SMITHFIELD TOWNSHIP, Pa. — Everything you see at the Cherry Valley National Wildlife Refuge near Delaware Water Gap — the land, the trees, even the butterflies — is now protected.
Officials from several government agencies celebrated a project that now preserves 4,350 acres of wildlife habitat.
“By protecting this area, we are conserving habitat. Not just for wildlife but for people, for people to enjoy and recreate. We are also protecting clean water. It’s so important for the valley and it really is going to be a benefit for generations to come,” said Sharon Marino, U.S. Fish and Wildlife Service.
The refuse is owned by the U.S. Fish and Wildlife Service.

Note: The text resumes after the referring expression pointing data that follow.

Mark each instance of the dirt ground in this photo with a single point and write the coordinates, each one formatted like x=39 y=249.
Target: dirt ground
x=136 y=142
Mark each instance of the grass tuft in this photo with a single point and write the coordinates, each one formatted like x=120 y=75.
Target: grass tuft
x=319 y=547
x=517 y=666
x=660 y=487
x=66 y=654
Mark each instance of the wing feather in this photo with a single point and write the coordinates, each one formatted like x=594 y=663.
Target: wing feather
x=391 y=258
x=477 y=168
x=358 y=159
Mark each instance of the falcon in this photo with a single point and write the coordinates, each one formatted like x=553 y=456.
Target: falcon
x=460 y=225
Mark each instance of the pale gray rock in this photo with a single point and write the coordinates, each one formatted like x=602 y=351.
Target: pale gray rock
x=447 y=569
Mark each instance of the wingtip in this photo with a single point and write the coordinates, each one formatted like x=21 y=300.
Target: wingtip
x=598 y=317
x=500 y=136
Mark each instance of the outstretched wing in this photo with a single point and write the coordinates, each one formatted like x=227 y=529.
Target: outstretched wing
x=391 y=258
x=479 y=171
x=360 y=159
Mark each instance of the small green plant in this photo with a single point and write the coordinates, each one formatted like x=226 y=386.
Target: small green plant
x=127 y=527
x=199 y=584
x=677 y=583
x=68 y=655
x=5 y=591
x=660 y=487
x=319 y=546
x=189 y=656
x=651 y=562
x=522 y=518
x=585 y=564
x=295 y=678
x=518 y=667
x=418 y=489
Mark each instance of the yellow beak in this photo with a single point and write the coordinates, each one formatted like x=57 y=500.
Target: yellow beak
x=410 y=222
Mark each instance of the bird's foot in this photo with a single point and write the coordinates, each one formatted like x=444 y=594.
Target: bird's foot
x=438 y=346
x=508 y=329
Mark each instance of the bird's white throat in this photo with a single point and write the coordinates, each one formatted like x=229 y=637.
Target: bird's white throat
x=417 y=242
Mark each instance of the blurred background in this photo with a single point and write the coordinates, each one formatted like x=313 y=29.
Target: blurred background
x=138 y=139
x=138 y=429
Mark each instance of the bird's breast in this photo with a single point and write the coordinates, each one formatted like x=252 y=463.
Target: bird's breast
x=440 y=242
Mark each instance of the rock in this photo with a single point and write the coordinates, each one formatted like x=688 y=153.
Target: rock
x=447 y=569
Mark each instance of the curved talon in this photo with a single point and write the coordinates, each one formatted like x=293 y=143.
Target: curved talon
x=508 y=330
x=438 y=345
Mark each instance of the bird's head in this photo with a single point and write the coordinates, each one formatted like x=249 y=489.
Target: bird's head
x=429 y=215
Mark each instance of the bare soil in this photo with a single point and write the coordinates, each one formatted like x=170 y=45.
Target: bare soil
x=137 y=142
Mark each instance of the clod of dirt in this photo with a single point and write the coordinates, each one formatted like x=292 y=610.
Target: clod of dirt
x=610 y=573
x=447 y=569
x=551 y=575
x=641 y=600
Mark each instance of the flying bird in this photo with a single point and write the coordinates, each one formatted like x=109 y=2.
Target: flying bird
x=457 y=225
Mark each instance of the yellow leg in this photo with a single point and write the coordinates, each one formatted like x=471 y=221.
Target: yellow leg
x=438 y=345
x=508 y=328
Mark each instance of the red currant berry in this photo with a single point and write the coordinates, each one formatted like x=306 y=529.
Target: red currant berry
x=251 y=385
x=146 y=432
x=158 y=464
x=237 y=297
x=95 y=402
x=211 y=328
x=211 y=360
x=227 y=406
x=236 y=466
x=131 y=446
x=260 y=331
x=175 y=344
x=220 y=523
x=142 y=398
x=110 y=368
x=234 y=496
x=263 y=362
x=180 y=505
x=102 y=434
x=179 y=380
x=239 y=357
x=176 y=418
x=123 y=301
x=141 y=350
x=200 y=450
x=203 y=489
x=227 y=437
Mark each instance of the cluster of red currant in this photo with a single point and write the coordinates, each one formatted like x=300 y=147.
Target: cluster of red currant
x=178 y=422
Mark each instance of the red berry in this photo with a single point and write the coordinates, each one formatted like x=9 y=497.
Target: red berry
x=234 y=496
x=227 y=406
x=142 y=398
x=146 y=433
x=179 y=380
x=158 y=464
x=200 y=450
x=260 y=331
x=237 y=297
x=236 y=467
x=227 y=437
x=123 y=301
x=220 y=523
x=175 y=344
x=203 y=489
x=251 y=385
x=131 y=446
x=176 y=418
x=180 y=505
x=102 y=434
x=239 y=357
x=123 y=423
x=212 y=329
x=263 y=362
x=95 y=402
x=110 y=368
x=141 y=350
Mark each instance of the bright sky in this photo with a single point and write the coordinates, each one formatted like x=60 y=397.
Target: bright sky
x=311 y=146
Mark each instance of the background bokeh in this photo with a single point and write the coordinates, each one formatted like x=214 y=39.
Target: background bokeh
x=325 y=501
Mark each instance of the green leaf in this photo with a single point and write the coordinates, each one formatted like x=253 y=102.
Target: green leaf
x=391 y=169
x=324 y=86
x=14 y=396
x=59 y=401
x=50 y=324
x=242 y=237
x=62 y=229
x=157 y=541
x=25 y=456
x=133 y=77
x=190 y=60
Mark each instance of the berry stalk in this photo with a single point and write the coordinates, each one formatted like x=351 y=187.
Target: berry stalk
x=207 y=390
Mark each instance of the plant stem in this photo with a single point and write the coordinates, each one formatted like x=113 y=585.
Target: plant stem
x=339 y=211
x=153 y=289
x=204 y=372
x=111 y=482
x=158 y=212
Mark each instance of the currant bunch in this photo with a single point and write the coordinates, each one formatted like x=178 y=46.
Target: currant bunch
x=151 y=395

This conservation effort also secured more than five miles of the Appalachian National Scenic Trail.
The space is a popular spot for not only locals but tourists, too.
“This is a critical piece for the local Cherry Valley National Wildlife Refuge for the habitat for things like the endangered bog turtle, for local water quality, and also for public access for hiking, fishing, and recreating the outdoors,” said Kyle Shenk, Conservation Fund State Director.
Cindy Adams Dunn is the secretary of Pennsylvania’s Department of Conservation and Natural Resources. She says this is a great achievement for everyone involved.
“For us at DCNR, it really helps us meet our conservation mission. It also helps with our recreation mission.” Cindy Adams Dunn, DCNR Secretary.
The final phase was made possible through funding from the Federal Land and Water Conservation Fund.
The Cherry Valley National Wildlife Refuge in Smithfield Township secured its first acre in 2008 and it’s been growing ever since.